There are tools and libraries available to ease each of those steps.

May be that helps.


By far the easiest way to create DOC files on Linux, using PHP is with the Zend Framework component phpLiveDocx.

From the project web site:

"phpLiveDocx allows developers to generate documents by combining structured data from PHP with a template, created in a word processor. The resulting document can be saved as a PDF, DOCX, DOC or RTF file. The concept is the same as with mail-merge."


OpenTBS can create DOCX dynamic documents in PHP using the technique of templates.

No temporary files needed, no command lines, all in PHP.

It can add or delete pictures. The created document can be produced as a HTML download, a file saved on the server, or as binary contents in PHP.

It can also merge OpenDocument files (ODT, ODS, ODF, ...)

http://www.tinybutstrong.com/opentbs.php


Following on Ivan Krechetov's answer, here is a function that does mail merge (actually just simple text replace) for docx and odt, without the need for an extra library.

function mailMerge($templateFile, $newFile, $row)
{
  if (!copy($templateFile, $newFile))  // make a duplicate so we dont overwrite the template
    return false; // could not duplicate template
  $zip = new ZipArchive();
  if ($zip->open($newFile, ZIPARCHIVE::CHECKCONS) !== TRUE)
    return false; // probably not a docx file
  $file = substr($templateFile, -4) == '.odt' ? 'content.xml' : 'word/document.xml';
  $data = $zip->getFromName($file);
  foreach ($row as $key => $value)
    $data = str_replace($key, $value, $data);
  $zip->deleteName($file);
  $zip->addFromString($file, $data);
  $zip->close();
  return true;
}

This will replace [Person Name] with Mina and [Person Last Name] with Mooo:

$replacements = array('[Person Name]' => 'Mina', '[Person Last Name]' => 'Mooo');
$newFile = tempnam_sfx(sys_get_temp_dir(), '.dat');
$templateName = 'personinfo.docx';
if (mailMerge($templateName, $newFile, $replacements))
{
  header('Content-type: application/msword');
  header('Content-Disposition: attachment; filename=' . $templateName);
  header('Accept-Ranges: bytes');
  header('Content-Length: '. filesize($file));
  readfile($newFile);
  unlink($newFile);
}

Beware that this function can corrupt the document if the string to replace is too general.
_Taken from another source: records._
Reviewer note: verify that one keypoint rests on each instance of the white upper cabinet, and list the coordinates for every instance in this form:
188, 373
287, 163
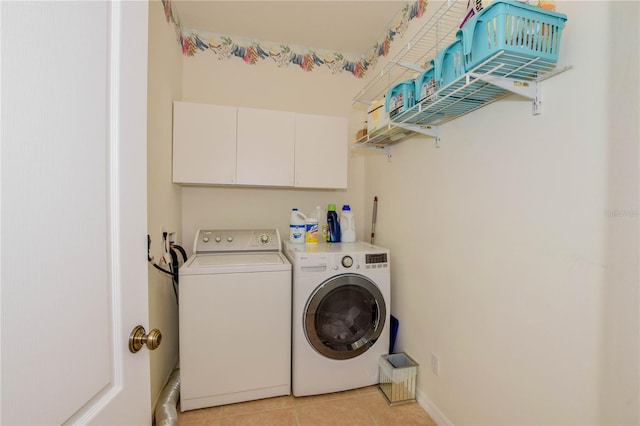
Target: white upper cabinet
223, 145
321, 151
204, 143
265, 147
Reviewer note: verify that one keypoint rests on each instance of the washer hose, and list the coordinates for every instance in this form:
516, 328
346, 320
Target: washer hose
166, 412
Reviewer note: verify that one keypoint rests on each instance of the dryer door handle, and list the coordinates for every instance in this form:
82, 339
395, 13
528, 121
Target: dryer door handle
375, 315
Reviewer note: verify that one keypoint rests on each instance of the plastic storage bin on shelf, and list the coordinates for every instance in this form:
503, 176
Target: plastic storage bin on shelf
450, 60
426, 84
398, 373
400, 98
377, 117
529, 38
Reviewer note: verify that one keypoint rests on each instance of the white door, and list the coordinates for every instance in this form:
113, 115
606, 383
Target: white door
73, 212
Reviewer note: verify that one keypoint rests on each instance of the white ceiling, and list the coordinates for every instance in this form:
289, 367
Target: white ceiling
343, 26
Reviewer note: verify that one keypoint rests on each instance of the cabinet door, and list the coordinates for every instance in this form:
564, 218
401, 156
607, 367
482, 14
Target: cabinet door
204, 143
265, 147
321, 154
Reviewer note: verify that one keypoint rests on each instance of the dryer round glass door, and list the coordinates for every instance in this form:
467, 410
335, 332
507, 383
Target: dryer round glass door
344, 316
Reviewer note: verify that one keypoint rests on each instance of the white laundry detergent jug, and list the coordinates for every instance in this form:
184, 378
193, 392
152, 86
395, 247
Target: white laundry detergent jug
297, 226
347, 225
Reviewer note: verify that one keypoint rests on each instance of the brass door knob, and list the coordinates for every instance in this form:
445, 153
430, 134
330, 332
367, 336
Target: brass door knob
138, 338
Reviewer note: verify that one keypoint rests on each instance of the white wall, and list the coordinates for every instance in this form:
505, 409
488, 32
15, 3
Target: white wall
499, 243
163, 198
619, 365
207, 79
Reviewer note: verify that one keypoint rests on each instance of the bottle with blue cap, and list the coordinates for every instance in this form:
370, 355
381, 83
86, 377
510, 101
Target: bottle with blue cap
347, 225
333, 236
297, 227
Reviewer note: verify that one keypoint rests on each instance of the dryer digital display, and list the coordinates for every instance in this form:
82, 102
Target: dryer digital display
376, 258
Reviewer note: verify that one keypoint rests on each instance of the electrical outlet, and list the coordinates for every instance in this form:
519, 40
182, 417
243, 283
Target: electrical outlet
435, 363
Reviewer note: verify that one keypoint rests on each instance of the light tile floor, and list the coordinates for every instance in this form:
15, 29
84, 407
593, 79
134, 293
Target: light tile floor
358, 407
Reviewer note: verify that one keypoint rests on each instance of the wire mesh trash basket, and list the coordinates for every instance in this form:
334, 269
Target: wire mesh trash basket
398, 373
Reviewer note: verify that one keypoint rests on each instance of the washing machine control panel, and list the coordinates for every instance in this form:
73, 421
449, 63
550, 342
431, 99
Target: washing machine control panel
356, 261
236, 240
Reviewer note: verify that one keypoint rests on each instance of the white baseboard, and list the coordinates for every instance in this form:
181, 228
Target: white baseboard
432, 409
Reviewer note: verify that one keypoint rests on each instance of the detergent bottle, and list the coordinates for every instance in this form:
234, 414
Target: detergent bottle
323, 230
333, 224
347, 225
297, 226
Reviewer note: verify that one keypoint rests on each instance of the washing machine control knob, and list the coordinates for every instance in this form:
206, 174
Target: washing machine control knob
265, 239
347, 261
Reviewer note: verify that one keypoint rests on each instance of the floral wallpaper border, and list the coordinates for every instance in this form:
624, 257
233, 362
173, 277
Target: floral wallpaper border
307, 58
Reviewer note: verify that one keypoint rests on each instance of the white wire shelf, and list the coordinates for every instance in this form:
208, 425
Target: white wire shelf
439, 31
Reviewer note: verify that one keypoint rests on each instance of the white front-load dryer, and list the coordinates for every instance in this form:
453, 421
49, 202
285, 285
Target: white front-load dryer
340, 324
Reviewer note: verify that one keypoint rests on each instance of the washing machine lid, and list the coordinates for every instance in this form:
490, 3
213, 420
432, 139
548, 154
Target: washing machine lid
235, 262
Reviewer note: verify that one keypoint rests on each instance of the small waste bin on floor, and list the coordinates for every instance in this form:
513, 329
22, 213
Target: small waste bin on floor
398, 374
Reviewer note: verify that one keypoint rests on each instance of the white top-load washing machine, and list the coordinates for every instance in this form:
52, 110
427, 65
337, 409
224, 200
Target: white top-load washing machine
235, 319
341, 305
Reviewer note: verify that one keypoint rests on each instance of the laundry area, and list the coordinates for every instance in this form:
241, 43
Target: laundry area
320, 212
491, 214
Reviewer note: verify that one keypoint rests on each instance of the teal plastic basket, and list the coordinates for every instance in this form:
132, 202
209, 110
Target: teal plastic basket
527, 37
400, 97
426, 84
451, 62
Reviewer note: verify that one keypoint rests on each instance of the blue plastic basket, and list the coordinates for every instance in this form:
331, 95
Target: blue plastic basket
451, 62
400, 97
529, 37
426, 84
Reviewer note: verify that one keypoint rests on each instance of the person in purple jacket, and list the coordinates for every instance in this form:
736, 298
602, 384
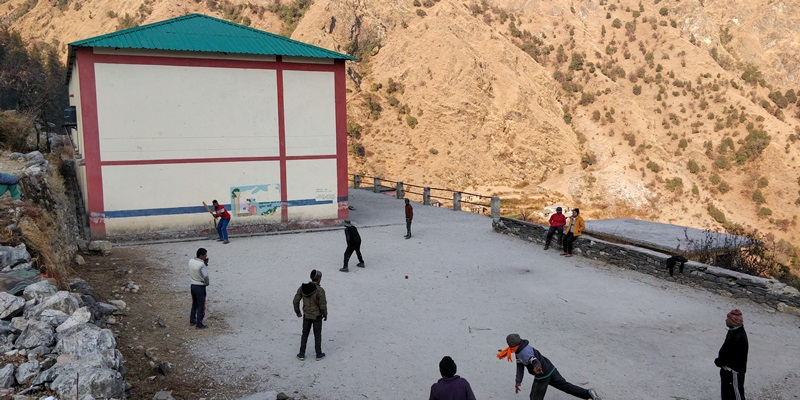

Try to use verbose replacement strings like [Person Name].


The Apache project has a library called POI which can be used to generate MS Office files. It is a Java library but the advantage is that it can run on Linux with no trouble. This library has its limitations but it may do the job for you, and it's probably simpler to use than trying to run Word.

Another option would be OpenOffice but I can't exactly recommend it since I've never used it.